To that point, I did notice one issue. If we look at examples like number 22, it does seem that rather than drawing the shadows those textural forms would cast, you may actually be filling in the side planes of those textural forms, which is more similar to form shading. That is, where the whole surface is dark or light based on its orientation. Cast shadows on the other hand are a completely new shape, designed to establish the relationship between the form casting it, and the surface receiving it. The difference can seem really subtle at times, but it is there.

Here's an example I put together for another student. I like to share it because it's a clearer example of this issue, and therefore an easier way to explain the problem.

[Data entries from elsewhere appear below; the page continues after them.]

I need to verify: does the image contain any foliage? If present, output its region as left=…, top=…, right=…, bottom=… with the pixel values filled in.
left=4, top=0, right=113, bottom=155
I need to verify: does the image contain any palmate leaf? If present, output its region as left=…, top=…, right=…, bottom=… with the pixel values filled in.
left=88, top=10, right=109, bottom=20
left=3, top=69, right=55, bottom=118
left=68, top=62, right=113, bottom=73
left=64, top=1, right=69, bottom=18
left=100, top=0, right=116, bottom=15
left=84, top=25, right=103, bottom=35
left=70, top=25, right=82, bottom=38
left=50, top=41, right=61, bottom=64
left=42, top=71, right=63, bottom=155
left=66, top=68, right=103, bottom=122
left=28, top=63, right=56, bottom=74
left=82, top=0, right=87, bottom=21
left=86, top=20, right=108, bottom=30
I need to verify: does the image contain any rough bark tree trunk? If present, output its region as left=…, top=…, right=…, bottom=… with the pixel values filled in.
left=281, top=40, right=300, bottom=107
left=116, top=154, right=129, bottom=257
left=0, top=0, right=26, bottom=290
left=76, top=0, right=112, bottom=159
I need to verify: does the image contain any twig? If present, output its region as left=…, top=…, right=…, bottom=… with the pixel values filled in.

On the top, we've got the structural outlines for the given form - of course, since we want to work implicitly, we cannot use outlines. In the second row, we've got two options for conveying that textural form through the use of filled black shapes. On the left, they fill in the side planes, placing those shapes on the surface of the form itself, and actually filling in areas that are already enclosed and defined on the form and leaving its "top" face empty. This would be incorrect, more similar to form shading and not a cast shadow. On the right, we have an actual cast shadow - they look similar, but the key point to pay attention to is shown in the third row - it is the actual silhouette of the form itself which is implied. We've removed all of the internal edges of the form, and so while it looks kind of like the top face, but if you look more closely, it has certain subtle elements that are much more nuanced - instead of just using purely horizontal and vertical edges, we have some diagonals that come from the edges of the textural form that exist in the "depth" dimension of space (so if your horizontals were X and your verticals were Y, those diagonals come from that which exists in the Z dimension).

So! That about covers it. By and large you're still doing a great job, and again - I'm thrilled to see that you leaned into the ellipse guide. Access to larger ellipse guides and fuller sets is definitely something we're trying to address currently. Just as we did with getting fineliners and selling them far more cheaply than others, I just bought Jordan (my pen guy) a laser cutter so he can jump into prototyping ellipse guides. While I'm not sure what the timeline's going to be, we're hoping to be able to sell far more complete sets (all the way up to 3.5" in the major axis) for $30 or less. Until then however, your master ellipse template should still be perfectly servicable for its main use in Lesson 7, which is actually more about constructing a unit grid based on cubes.

Anyway, I'll go ahead and mark this challenge as complete.